Da più di cinquant’anni, in località Prato Comunale, alle porte di Sassari, c’è un capannone agricolo. Prima ospitava galline ovaiole, oggi suinetti. E qui comincia la disputa: per qualcuno è sviluppo agricolo, per altri è un pugno nello stomaco al paesaggio.
Il Centro Studi Agricoli, intervenuto per chiarire la vicenda, mette le carte in tavola: l’allevamento non è nato ieri. La struttura è storica, sorge in zona “E” agro, cioè destinata alle attività rurali, e ha ottenuto tutte le autorizzazioni sanitarie, ambientali e urbanistiche. Dentro ci sono oltre 700 suinetti, che diventeranno 2.500 entro novembre. Non si parla di ingrasso finale, ma di “accrescimento”: i piccoli arrivano da altri allevamenti sardi, pesano circa sette chili e restano per una cinquantina di giorni, fino a raggiungere i trentacinque. Poi ripartono verso altri impianti dell’isola.
«La Sardegna importa l’80% della carne suina che consuma — ricorda il Centro Studi Agricoli — da Germania, Francia e Olanda. È bene sapere cosa mangiamo.» Un’affermazione che punta il dito su una realtà spesso ignorata: l’isola non è autosufficiente neppure per i suoi prosciutti.
Certo, l’allevamento è intensivo, ma — assicurano — non è una prigione per animali. I suinetti vivono su lettiera di paglia, in ambienti chiusi ma puliti, controllati e protetti da malattie. Un mondo che si vorrebbe lontano dagli stereotipi delle fabbriche di carne.

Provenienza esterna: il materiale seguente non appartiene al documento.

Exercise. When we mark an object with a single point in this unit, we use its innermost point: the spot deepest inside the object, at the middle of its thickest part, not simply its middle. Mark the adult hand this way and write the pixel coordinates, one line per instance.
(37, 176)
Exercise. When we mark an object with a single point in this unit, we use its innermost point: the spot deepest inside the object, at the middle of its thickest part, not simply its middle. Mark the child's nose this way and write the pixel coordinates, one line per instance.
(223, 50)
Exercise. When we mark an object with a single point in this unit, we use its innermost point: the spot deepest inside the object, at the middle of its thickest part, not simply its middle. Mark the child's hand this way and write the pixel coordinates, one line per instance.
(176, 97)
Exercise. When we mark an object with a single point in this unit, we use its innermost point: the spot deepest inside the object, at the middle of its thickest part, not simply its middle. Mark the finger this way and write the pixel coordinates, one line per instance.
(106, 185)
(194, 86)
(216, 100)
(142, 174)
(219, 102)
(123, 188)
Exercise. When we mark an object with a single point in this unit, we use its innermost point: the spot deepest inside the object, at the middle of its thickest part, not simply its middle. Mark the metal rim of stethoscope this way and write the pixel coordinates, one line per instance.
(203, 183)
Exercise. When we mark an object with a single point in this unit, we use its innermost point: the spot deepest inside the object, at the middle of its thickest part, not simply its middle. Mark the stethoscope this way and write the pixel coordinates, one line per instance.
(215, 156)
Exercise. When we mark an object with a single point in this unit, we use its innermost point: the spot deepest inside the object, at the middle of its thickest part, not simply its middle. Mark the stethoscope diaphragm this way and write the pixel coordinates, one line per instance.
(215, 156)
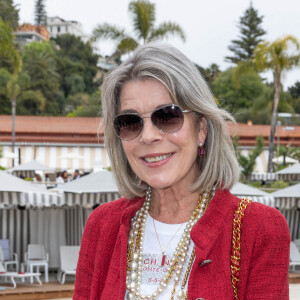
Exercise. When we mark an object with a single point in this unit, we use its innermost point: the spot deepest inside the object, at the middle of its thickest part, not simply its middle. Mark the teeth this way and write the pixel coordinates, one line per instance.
(156, 158)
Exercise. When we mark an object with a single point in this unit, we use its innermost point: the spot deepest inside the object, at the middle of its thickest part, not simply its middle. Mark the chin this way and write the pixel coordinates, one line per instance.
(158, 183)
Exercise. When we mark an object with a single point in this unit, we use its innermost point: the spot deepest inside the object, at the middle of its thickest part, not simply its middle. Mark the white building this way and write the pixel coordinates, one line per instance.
(57, 26)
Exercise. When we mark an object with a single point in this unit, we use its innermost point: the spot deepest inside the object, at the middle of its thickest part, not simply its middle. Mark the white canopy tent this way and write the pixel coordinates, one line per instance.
(29, 168)
(15, 191)
(287, 159)
(87, 191)
(288, 202)
(242, 190)
(22, 223)
(291, 173)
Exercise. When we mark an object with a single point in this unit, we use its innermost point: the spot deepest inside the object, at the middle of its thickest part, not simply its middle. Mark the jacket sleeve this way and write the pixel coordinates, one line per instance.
(269, 262)
(85, 265)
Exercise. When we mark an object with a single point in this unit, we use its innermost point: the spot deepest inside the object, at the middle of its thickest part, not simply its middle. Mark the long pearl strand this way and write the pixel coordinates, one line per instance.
(135, 250)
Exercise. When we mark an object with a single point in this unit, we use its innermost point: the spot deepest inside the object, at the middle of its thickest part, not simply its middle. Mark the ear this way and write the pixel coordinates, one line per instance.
(202, 130)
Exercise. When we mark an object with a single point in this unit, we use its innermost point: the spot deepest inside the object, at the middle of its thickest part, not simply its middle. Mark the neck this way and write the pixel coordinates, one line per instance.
(172, 207)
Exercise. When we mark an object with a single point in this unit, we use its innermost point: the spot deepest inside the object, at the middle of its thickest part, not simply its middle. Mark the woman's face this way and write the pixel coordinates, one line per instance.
(160, 159)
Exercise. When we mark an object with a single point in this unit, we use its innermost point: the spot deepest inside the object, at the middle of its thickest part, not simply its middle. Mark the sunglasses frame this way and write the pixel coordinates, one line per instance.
(150, 117)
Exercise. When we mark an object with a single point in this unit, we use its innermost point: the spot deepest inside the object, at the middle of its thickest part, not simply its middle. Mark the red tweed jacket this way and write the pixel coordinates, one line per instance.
(101, 269)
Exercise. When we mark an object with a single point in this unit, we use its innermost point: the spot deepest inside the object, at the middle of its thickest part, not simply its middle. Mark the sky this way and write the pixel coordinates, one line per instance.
(209, 25)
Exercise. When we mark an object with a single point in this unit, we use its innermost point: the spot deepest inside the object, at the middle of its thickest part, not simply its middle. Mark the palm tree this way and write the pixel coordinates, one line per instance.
(142, 14)
(281, 55)
(9, 56)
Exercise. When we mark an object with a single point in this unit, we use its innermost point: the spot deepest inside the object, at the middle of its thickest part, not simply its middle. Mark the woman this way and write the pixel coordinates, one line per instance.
(171, 236)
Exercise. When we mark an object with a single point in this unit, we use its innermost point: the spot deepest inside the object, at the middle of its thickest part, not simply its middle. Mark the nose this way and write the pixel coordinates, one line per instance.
(150, 133)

Il Centro Studi Agricoli ammette però che le preoccupazioni dei residenti non sono campate in aria. Prato Comunale è una zona olivicola, con case, aziende, agriturismi. Odori, reflui e rumori possono diventare un problema se manca il dialogo. Per questo l’associazione propone un tavolo tecnico: trasparenza, monitoraggio e confronto continuo tra azienda, cittadini e istituzioni.
In fondo, il punto è uno solo: trovare un equilibrio tra sviluppo agricolo e qualità della vita. Che in Sardegna, come altrove, è sempre più difficile. E spesso, più che nel letame, il problema si annida nella cattiva comunicazione.